Sorunları çözecek iki merci vardır.
Biri Doğu’da gelişmiş olan Kur’an’a dayanan şeriat sistemidir.
Diğeri de Batı’nın daha da geliştirdiği müsbet ilimdir, tabii ve sosyal ilimlerdir. Sorunların çözümü bu iki kaynakta aranmalıdır.
Bu iki kaynaktan başka kaynak yoktur. Kur’an bize ve bütün beşeriyete diyor ki; varsa getirin de ben ona uyayım de.
Yarım yüzyıllık “Adil Düzen” çalışanları olarak biz bu iki yolun sentezini çözmüş ve üretmiş olarak Erbakan Hocamızla arz ettik; halen de arz etmeye devam ediyoruz.
Varsa bundan başka bir yol, buyurun getirin, biz de ona uyalım.
Sosyalizmi de, kapitalizmi de, karmasını da, diğerlerini de hep değerlendirdik.
Gerçekten ve samimi olarak çözüm arayanlar bizim çalışmamızdan dolayı Allah’a hamd etmelidirler. İlahi kaynaklar ve hikemi kaynaklar dışında bir çözüm yoktur. Bunu bu son seçim ilgililere, yetkililere, siyasilere ve seçmene apaçık göstermiştir.
Anlayana, anlayabilene, akledebilene sivrisinek saz…
Anlamayana, aklını kullanmayana davul zurna az…
Evet…
Peş peşe gelen iki seçim sürecini daha yaşadık…
Seçim sonrasının konuşmaları olarak B. Yıldırım, E. İmamoğlu, K. Kılıçdaroğlu ve R.T. Erdoğan huzur getiren, sükûnet getiren konuşmalar yaptılar. Bu arada hepsinin unuttuğu bir şey vardı. Önce istisnasız herkes, sonra özellikle siyasiler ve seçmenler Allah’a hamd etmelidirler. Allah milletimize ve halkımıza musibet görünen bir seçimi Türk halkının ve yönetimin çok yönlü hayrına çevirdi, inşallah...
Konuşmalardaki ikinci eksiklik şudur.
Yüksek Seçim Kurulu’na teşekkür edilmeli idi. Yüksek Seçim Kurulu bütün rizikoları göze alarak ve hukuku da çiğneyerek seçim kararını aldı. YSK Başkanı muhalefet şerhi koyarak ‘ben seçimi tarafsız yapacağım’ diye ilan etmiş oldu. Seçim eksiksiz yapıldı. Böylece millî irade teyit edildi. Zaman kaybettik ama ‘büyük ittifaka’ doğru yol aldık...
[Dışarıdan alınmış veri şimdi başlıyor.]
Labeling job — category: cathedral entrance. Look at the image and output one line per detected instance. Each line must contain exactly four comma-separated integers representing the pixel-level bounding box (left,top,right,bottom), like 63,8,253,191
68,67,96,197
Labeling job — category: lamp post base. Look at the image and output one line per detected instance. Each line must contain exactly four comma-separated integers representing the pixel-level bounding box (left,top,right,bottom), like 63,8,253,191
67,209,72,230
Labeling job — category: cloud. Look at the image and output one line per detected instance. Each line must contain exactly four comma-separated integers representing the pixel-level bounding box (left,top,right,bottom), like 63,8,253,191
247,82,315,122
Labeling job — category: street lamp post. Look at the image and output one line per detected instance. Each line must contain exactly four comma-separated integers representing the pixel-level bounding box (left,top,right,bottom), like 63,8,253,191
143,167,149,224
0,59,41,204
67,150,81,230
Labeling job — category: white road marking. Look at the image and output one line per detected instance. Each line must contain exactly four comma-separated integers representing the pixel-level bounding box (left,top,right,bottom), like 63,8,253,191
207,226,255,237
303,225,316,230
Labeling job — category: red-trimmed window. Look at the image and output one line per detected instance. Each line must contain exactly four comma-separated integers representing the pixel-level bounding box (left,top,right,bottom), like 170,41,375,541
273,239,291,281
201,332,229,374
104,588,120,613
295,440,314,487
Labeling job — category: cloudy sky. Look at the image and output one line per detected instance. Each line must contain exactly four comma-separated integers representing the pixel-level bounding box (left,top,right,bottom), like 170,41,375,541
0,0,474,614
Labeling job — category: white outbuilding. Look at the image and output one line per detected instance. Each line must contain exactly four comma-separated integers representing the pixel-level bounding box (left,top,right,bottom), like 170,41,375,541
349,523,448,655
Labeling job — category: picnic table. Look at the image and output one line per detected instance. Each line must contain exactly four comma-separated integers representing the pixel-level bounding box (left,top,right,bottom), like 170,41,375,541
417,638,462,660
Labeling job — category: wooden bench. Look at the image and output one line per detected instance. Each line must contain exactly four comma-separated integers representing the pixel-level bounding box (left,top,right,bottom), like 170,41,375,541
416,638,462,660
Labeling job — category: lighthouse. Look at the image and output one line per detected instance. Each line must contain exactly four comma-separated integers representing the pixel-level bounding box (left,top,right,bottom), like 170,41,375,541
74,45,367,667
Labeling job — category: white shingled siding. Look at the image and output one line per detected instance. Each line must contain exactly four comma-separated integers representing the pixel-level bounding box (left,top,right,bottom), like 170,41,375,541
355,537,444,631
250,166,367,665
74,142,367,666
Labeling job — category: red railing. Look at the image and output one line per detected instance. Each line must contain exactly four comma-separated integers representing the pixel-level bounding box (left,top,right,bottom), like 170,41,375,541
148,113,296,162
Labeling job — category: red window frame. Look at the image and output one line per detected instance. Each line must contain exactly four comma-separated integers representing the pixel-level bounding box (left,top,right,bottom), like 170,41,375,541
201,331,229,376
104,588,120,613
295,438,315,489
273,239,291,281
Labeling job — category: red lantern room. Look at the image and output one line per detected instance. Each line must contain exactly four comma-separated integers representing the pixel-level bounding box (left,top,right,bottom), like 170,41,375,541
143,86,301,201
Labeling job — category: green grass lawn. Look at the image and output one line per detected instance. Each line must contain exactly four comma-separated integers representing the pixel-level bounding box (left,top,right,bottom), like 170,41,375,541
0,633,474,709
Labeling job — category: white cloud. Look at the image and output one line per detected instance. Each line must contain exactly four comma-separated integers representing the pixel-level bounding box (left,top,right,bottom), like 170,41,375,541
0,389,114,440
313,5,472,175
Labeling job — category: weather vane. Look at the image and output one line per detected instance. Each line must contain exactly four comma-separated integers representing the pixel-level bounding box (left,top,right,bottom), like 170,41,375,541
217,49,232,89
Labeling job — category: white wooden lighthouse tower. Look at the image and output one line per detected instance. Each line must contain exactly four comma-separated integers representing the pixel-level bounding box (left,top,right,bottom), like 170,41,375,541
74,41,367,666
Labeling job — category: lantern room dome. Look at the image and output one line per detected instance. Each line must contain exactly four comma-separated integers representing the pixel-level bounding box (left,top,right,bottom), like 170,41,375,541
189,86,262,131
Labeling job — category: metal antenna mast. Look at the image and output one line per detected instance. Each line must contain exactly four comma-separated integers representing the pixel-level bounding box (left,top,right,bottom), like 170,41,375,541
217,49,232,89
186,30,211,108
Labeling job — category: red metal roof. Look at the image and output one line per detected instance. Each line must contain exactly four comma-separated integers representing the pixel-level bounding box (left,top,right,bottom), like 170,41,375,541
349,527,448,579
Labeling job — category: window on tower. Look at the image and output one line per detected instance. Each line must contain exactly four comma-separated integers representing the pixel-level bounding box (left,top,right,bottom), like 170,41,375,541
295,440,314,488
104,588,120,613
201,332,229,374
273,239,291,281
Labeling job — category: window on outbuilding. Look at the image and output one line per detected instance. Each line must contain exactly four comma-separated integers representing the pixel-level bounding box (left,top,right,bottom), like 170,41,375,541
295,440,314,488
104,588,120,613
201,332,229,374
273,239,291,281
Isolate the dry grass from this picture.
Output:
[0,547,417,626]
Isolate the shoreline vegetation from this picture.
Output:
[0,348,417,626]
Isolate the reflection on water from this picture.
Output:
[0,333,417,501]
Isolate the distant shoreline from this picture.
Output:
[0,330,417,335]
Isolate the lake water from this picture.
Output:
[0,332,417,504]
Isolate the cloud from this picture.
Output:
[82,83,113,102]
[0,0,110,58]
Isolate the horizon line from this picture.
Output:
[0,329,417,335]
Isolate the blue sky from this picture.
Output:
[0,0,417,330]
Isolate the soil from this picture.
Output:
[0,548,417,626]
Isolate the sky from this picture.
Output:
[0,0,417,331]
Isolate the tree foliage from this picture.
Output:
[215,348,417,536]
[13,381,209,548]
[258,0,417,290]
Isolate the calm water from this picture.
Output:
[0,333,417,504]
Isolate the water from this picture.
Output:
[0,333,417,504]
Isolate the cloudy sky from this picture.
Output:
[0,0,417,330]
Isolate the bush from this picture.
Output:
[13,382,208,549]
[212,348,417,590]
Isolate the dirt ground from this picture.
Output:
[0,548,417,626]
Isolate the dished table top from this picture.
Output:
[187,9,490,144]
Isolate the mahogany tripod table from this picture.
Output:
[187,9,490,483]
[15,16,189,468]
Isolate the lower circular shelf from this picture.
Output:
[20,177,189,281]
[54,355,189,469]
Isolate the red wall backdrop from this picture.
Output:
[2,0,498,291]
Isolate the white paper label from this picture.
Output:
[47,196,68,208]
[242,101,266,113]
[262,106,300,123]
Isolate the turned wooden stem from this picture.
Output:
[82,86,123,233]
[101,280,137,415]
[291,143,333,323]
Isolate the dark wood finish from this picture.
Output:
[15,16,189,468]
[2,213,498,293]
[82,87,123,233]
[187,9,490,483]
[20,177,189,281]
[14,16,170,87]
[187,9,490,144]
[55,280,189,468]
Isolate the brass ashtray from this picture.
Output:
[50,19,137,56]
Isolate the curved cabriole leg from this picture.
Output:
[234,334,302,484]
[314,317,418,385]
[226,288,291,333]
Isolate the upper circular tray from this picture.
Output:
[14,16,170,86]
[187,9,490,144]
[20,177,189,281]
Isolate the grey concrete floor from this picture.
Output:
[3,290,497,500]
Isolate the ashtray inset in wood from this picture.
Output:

Evet… Biz seçimlerden önce ‘İttifakların İttifakı’ ve ‘Büyük İttifak’ başlıklı ve bize göre çok önemli olan yazılar yazdık. Devlet Bahçeli rahatsız oldu, millet ittifakına zillet ittifakı dedi! Oysa bu seçimlerden ve sonuçlarından en çok ders alması gereken Bahçeli’dir. Bahçeli’nin bu ülkeye önemli hizmeti vardır, ülkücülerin illegal çalışmalarını legal hale çevirmiştir. Millet ittifakına zillet ittifakı demek ona hiç yakışmadı; söylediği söz hakarettir ve suçtur. Aslında cumhur ittifakı CHP’nin katıldığı ittifak olmalıydı, millet ittifakı da MHP’nin katıldığı ittifak olmalıydı. Başkanlık sistemi ucubesi her şeyi ters yaptı. Bu durum gösteriyor ki her iki taraf hem cumhuriyetçi hem milliyetçidir yani aslında ‘ittifakların ittifakı’ vardır. Sömürü Sermaye bu kelimelerle devletimizi parçalamak istiyor, Allah ise bu kelimelerle ulusal ittifakı gerçekleştiriyor. Bahçeli oturup düşünmelidir. Bu ülkede Türkçülük yani ırkçılık yapılması yalnız Türkiye’ye değil insanlığa ihanettir. Türkler ırkçılık yapmadıkları için binlerce senedir dünyada önder olmuşlardır. Bahçeli’nin tevbe etmesini ve özür dilemesini öneririz...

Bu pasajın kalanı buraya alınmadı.